Uneven floor surfaces may increase the risk of slip and fall accidents. This includes sudden changes of flooring (carpet to hardwood floor, for example) and thresholds. Even six inches can feel like a mountain to seniors in a wheelchair or adults with a disability.
Even out flooring or install consistent flooring throughout the home. Removable wheelchair ramps can offer smooth transitions in and out of the home. If a ramp would be too steep, a lift may be a better option.
Stairs & Home Accessibility
Even with a railing, stairs pose a huge risk for serious falls. They are often a hurdle for seniors with limited mobility or balance. Carpeting on stairs makes this worse. And lighting in this area often fails to properly illuminate steps and transition areas.

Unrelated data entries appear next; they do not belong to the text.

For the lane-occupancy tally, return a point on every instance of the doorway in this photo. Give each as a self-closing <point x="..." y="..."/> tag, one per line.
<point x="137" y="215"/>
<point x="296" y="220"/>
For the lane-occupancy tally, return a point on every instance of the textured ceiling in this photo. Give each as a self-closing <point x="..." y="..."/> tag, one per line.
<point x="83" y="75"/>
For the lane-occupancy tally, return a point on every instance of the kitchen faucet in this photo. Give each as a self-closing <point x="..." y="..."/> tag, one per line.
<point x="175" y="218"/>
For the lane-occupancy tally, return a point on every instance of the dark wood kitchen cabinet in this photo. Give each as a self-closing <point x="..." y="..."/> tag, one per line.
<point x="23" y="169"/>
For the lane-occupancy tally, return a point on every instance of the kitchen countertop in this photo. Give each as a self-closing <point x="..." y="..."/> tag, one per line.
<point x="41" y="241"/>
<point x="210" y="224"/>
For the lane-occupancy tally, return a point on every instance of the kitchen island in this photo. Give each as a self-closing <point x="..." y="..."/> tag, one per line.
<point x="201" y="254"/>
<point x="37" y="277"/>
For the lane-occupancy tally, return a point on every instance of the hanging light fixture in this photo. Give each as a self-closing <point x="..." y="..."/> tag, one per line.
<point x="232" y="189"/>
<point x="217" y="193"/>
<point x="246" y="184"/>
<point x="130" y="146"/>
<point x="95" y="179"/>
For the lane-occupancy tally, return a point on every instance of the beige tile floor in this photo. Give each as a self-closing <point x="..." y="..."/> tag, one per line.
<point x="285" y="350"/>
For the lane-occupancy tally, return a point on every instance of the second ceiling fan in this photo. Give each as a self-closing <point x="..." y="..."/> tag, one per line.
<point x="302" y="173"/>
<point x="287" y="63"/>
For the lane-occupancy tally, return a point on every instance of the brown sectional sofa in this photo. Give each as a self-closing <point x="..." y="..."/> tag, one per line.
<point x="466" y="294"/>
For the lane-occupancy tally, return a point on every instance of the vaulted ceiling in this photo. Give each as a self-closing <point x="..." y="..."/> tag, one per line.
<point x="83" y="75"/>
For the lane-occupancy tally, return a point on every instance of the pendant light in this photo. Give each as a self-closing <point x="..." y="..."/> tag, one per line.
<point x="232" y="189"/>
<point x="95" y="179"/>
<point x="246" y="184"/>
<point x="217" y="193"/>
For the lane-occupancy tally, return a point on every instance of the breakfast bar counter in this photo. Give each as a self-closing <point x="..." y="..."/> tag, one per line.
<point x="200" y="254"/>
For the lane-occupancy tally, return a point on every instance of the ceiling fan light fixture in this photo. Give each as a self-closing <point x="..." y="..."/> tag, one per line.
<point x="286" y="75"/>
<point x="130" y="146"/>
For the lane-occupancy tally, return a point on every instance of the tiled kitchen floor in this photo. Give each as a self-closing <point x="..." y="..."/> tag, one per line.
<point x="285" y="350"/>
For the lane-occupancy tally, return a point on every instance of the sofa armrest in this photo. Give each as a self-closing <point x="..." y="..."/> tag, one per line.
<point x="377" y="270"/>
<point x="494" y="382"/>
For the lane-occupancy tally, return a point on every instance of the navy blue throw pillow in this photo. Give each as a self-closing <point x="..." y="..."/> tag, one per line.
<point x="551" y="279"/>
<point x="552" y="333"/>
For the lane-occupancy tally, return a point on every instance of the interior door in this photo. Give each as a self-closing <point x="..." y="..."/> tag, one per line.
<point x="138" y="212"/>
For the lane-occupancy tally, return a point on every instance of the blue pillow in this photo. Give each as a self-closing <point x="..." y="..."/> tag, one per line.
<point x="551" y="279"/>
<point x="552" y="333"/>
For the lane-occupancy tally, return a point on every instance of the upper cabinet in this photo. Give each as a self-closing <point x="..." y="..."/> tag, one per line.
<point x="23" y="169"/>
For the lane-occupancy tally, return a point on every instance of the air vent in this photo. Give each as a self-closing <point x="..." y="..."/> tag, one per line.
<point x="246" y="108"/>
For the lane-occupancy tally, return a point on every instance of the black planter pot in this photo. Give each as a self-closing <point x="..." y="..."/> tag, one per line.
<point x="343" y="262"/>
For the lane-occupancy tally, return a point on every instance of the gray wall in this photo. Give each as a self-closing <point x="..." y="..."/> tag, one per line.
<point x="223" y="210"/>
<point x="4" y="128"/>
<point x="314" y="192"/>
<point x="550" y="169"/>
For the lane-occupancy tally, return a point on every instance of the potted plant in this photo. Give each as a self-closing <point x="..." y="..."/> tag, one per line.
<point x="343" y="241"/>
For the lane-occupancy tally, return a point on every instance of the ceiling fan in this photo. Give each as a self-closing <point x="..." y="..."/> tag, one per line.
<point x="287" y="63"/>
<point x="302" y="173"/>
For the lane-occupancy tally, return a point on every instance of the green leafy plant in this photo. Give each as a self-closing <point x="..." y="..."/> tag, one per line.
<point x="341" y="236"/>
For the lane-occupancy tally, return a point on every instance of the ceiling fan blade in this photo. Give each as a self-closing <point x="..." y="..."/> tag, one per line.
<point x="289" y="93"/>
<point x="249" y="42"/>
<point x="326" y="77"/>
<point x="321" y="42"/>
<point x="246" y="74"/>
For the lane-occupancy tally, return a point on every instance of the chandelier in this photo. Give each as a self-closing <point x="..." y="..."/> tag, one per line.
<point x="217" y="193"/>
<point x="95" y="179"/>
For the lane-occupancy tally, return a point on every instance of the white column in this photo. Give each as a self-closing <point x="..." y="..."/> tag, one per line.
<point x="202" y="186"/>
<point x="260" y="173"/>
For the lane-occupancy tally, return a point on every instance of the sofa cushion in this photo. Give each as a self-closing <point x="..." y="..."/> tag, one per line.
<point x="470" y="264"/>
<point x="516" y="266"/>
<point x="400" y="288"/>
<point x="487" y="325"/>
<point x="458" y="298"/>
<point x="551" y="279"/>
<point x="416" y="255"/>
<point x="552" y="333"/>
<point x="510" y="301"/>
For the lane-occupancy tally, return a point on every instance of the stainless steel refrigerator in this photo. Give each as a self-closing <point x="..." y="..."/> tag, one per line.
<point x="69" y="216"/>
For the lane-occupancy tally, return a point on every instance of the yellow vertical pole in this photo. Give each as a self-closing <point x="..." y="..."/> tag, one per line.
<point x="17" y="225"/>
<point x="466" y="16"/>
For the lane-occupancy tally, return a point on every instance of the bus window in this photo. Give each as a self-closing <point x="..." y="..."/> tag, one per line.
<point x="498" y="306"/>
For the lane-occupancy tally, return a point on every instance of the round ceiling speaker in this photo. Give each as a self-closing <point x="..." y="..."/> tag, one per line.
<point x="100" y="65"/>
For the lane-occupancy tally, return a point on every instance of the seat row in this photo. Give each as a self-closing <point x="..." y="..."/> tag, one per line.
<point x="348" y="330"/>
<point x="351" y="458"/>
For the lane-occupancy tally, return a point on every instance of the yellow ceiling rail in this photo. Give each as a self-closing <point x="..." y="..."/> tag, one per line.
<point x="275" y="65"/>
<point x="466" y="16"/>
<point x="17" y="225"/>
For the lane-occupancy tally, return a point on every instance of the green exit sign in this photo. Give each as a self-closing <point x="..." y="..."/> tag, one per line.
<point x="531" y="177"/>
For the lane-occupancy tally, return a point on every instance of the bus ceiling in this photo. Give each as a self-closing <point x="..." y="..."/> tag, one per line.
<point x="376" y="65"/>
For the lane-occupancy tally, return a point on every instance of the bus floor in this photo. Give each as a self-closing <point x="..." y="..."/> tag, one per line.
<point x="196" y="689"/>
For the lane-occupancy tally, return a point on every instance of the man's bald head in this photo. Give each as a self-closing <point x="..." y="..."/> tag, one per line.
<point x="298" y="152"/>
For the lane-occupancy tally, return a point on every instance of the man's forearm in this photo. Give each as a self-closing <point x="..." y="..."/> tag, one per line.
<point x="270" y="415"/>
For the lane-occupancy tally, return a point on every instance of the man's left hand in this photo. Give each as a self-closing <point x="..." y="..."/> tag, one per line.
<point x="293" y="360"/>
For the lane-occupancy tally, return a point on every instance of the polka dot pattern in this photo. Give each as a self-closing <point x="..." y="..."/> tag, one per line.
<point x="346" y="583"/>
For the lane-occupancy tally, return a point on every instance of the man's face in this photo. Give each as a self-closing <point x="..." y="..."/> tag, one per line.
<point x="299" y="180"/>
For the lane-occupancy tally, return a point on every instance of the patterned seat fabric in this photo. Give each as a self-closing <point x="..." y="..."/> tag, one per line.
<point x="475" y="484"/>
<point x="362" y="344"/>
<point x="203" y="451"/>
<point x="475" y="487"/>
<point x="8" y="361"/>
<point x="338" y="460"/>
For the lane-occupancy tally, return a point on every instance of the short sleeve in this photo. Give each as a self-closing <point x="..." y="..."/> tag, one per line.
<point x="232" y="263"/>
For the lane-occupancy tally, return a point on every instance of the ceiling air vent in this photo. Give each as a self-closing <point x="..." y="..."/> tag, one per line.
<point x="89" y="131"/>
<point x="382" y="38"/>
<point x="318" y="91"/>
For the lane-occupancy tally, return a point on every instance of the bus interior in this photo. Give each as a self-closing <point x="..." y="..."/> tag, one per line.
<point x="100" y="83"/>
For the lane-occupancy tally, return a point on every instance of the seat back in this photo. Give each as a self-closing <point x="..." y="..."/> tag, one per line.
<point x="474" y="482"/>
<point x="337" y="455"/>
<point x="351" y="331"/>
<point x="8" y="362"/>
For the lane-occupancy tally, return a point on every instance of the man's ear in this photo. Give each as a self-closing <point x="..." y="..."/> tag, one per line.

Stair lifts, glides, or additional handrails can make steps easier. Consider replacing or installing new lighting for seniors who have limited vision.
Tile flooring quickly becomes slippery in the bathroom or kitchen. Adding rugs or other flooring to alleviate the problem can cause uneven walkways, which continue to pose problems for seniors with limited mobility.
Add rubber backing to rugs for a more solid floor. Look into floor treatments or peel-and-stick traction slips that permanently remove the risk of slipping and falling.
Poor lighting is all too common in many areas of the home. For seniors with limited vision, poor lighting can severely increase the risk of missing trip hazards and thresholds.
Look for opportunities to install more lighting in corners and throughout walkways. LED bulbs are brighter than traditional bulbs and do not require constant replacement.
Over half of all seniors require a wheelchair to assist with mobility. Not all homes are built with wheelchair-accessibility in mind.
Look out for lips and thresholds throughout the house that limit wheelchair access. Measure doorways and other entries. Increase the width when needed.